One consequence of dispersion is that troops spread over very wide areas make it almost impossible to locate casualties. Unlike earlier wars of fixed lines and relatively shallow zones of operation, the modern conventional battlefield vastly complicates military medical teams’ efforts to determine the location, number, and severity of casualties and to react in time. The dispersion of casualties, first brought about by the introduction of gunpowder weapons and then by the adoption of linear tactics, has reached far greater proportions than anyone imagined even twenty years ago. In future wars, it may take much longer to locate and reach casualties for treatment. Despite the best efforts of medical teams, wounded men will remain untreated for many hours and even days. Many who would have been saved in earlier wars are likely to die. Those who survive until medical help reaches them are likely to present with infected wounds that will greatly complicate treatment and recovery.

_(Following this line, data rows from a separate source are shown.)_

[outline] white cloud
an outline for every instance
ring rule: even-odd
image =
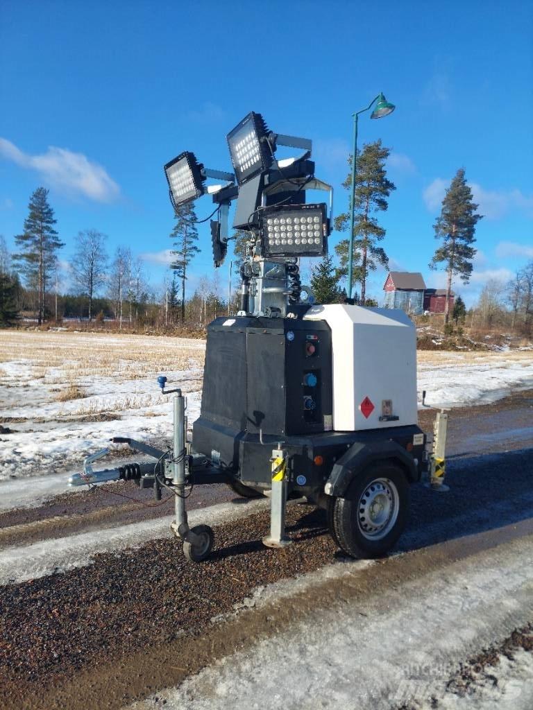
[[[496,245],[496,256],[499,259],[505,259],[513,256],[524,256],[528,259],[533,258],[533,246],[518,244],[515,241],[500,241]]]
[[[470,283],[485,284],[487,281],[502,281],[505,283],[512,278],[512,271],[508,268],[488,268],[485,271],[473,271],[470,277]],[[458,281],[458,283],[459,282]],[[464,288],[463,286],[462,288]]]
[[[99,202],[116,200],[120,188],[97,163],[82,153],[50,146],[46,153],[31,155],[0,138],[0,156],[21,168],[36,170],[49,183],[68,192],[80,193]]]
[[[206,101],[200,109],[190,111],[188,116],[190,119],[199,123],[214,123],[226,118],[226,111],[217,104]]]
[[[160,266],[168,266],[171,263],[176,256],[171,253],[170,249],[163,249],[161,251],[148,251],[140,255],[140,258],[144,261],[150,263],[158,264]]]
[[[416,172],[415,164],[409,155],[406,155],[403,153],[395,153],[393,151],[389,155],[387,162],[390,168],[394,168],[400,173],[412,174]]]
[[[442,204],[446,187],[450,184],[449,180],[443,180],[441,178],[436,178],[433,182],[427,186],[422,192],[424,201],[426,207],[431,212],[434,212]]]
[[[442,204],[451,180],[436,178],[426,187],[422,197],[430,212],[435,212]],[[500,219],[510,209],[519,209],[528,217],[533,217],[533,195],[527,195],[517,188],[513,190],[485,190],[478,182],[469,183],[478,212],[486,219]]]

Increased firepower and lethality of modern weapons cause very high rates of destruction and wounding when employed in compact battle areas. Dispersion, after all, only works so long as one is avoiding contact or moving toward the battle engagement. At some point the forces must concentrate at the schwerpunkt (focal point) and the battle against contending forces joined. The loss of life and equipment in these engagements will probably be quite high for both attacker and defender, with kill and wound rates rising past 60 percent. It is unlikely that any medical service will be able to handle the sudden flood of the casualty stream under these conditions. In the case of a successful attack, the victor might be able to move rear area medical assets to the battlefield in time to treat some of the wounded. In the defender’s case, however, once his battle area is penetrated and the attack continued to his rear, his available medical assets are likely to be destroyed or crippled in a battle of annihilation. Iraqi forces faced this scenario in the Gulf War in 1991 and again in 2003. A defeated enemy, furthermore, can expect little in the way of medical help from a victor already overburdened by its own casualties.